ソニーと東急建設、集合住宅の遮音を実証実験 テレワーク等の課題対応へ

ソニーネットワークコミュニケーションズコネクトと東急建設は、集合住宅の自住戸内で「人の声」を抑える高遮音化技術の実証実験を開始すると発表した。
国内の保有物件でテストルームを設け、オンラインゲームやテレワークの生活音の課題に対応する。
実住戸にテストルーム設置し検証
2026年1月19日、ソニーネットワークコミュニケーションズコネクト株式会社と東急建設株式会社は、集合住宅における自住戸内居室間の高遮音化技術について、実建物での実証実験を開始すると発表した。
両社が共同研究で開発を進めてきた技術を、東急建設が保有する物件の住戸に導入したテストルームで検証する。
背景には、自宅での多人数参加型オンラインゲームやテレワークの浸透により、住戸内の生活音を取り巻く環境が大きく変化した点がある。
一方、集合住宅の自住戸内における居室間の遮音性能には明確な基準がなく、実態を十分に考慮した設計手法が確立されていないと両社は課題を整理している。
この課題解決に向け、両社は2024年に共同研究契約を締結し、高遮音化技術の研究開発と新たな住まいの在り方の検討を続けてきた。
東急建設技術研究所の施設を活用したモックアップ環境では、集合住宅の居室を模擬し、一定の遮音性能などを確認したという。
今回の実証は、研究段階から一歩進み、実環境における有効性を検証する。
両社は本実証の成果を踏まえ、現在施工中の新築マンションへの導入を予定している点も明らかにした。

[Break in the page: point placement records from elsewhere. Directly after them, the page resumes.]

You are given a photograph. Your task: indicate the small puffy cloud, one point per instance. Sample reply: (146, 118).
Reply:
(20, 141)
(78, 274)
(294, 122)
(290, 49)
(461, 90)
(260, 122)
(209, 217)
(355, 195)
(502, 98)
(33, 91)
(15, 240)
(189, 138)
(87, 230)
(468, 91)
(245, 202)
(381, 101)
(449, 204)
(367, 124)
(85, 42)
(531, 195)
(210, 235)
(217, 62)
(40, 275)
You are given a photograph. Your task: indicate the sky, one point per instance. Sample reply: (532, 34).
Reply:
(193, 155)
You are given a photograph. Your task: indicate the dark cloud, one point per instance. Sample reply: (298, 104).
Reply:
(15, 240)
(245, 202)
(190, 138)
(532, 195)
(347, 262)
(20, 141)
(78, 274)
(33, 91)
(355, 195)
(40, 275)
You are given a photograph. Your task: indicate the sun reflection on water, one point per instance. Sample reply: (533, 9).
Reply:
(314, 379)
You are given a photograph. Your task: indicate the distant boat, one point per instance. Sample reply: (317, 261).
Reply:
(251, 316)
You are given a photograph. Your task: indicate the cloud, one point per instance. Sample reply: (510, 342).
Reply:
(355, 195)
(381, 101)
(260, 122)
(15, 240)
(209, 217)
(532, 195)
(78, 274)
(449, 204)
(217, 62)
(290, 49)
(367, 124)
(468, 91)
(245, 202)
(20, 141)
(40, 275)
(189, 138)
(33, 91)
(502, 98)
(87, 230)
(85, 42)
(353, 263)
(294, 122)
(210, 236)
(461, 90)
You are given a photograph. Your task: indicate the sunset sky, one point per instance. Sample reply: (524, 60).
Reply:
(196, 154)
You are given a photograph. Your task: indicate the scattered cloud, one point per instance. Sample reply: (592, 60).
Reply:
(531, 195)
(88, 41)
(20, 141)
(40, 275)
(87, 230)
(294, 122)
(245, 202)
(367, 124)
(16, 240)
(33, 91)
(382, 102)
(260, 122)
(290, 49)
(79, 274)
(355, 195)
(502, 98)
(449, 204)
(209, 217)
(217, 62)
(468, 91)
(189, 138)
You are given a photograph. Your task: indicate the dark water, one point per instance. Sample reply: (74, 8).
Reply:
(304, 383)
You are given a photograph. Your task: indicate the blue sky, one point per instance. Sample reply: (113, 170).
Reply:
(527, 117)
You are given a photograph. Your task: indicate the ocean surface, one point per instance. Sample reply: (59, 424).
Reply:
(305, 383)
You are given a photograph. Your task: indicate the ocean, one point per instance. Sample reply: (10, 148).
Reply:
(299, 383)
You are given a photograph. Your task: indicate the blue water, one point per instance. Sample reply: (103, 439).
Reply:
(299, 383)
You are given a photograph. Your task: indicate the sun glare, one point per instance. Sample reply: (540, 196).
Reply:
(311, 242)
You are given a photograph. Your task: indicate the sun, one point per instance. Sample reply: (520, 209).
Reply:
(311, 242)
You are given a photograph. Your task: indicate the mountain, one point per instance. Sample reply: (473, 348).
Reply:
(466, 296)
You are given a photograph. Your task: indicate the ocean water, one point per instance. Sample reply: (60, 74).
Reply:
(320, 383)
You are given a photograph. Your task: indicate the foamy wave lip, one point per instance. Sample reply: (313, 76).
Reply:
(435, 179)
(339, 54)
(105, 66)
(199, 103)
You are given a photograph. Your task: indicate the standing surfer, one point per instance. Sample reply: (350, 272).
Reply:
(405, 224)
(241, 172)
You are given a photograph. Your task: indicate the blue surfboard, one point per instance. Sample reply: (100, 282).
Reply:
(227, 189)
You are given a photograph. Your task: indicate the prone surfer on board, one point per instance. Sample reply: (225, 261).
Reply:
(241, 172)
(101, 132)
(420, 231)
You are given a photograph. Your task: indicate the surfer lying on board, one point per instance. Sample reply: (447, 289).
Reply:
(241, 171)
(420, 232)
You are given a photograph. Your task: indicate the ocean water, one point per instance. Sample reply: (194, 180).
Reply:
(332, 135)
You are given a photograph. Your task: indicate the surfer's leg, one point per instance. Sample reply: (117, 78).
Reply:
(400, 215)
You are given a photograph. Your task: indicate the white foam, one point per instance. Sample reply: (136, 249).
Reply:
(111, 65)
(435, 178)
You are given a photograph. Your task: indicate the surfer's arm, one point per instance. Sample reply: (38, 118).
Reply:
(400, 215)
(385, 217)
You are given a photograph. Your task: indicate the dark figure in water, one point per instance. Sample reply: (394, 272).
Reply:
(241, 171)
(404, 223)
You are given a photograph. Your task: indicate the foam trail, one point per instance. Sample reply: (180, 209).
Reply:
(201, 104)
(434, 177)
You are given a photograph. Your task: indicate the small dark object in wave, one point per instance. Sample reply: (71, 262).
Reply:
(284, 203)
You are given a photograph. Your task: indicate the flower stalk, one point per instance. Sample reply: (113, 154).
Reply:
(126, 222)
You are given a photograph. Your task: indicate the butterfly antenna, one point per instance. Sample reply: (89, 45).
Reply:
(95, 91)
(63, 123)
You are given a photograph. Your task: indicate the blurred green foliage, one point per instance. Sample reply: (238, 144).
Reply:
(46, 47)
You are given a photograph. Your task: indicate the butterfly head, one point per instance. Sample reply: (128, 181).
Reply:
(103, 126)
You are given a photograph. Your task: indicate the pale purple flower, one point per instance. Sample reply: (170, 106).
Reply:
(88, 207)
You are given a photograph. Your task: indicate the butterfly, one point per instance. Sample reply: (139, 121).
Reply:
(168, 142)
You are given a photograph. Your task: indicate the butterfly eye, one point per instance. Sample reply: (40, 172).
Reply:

実証期間は2026年2月1日からで、場所は東京都大田区および千葉県柏市の東急建設保有物件としている。
検証内容は、居室間の遮音性能の確認と音響的課題の抽出、遮音性能を活用した新しい住まいの機能性と快適度合いの評価、施工手順や工期、コストの検証などである。
本技術は「人の声」と「自住戸内」に特化し、従来の防音室と比べて建設コストを抑え、室内空間をほとんど狭めない設計を特徴とする。
出入口に段差がなく、一般的な居室に近い使用感も狙う。
静穏な住環境を標準化できるか
実証の狙いは、オンラインゲームや配信、テレワークといった利用シーンが重なっても、同一住戸内で快適に過ごせる環境を実現する点にあると言える。
人の声に特化した遮音性を確保しつつ、室内を狭めず段差も設けない設計は、集合住宅における日常性を損なわない点で優位性があると考えられる。
一方で、居室間遮音に明確な基準が存在しない現状では、どの水準を性能として示すかが今後の論点になる可能性がある。
実住戸では設備や開口部など条件差も大きく、遮音欠損部の処理方法や設計の再現性が重要になるだろう。
主観評価を含む快適度の検証結果次第では、設計や施工方法の見直しが求められる場面も出てくることが予測される。
施工性とコスト検証の結果は、導入範囲や価格設定にも影響を及ぼすことになり得る。
信頼性、実用性、経済性を同時に成立させられるかが、高遮音住宅を社会実装する上での分岐点になりそうだ。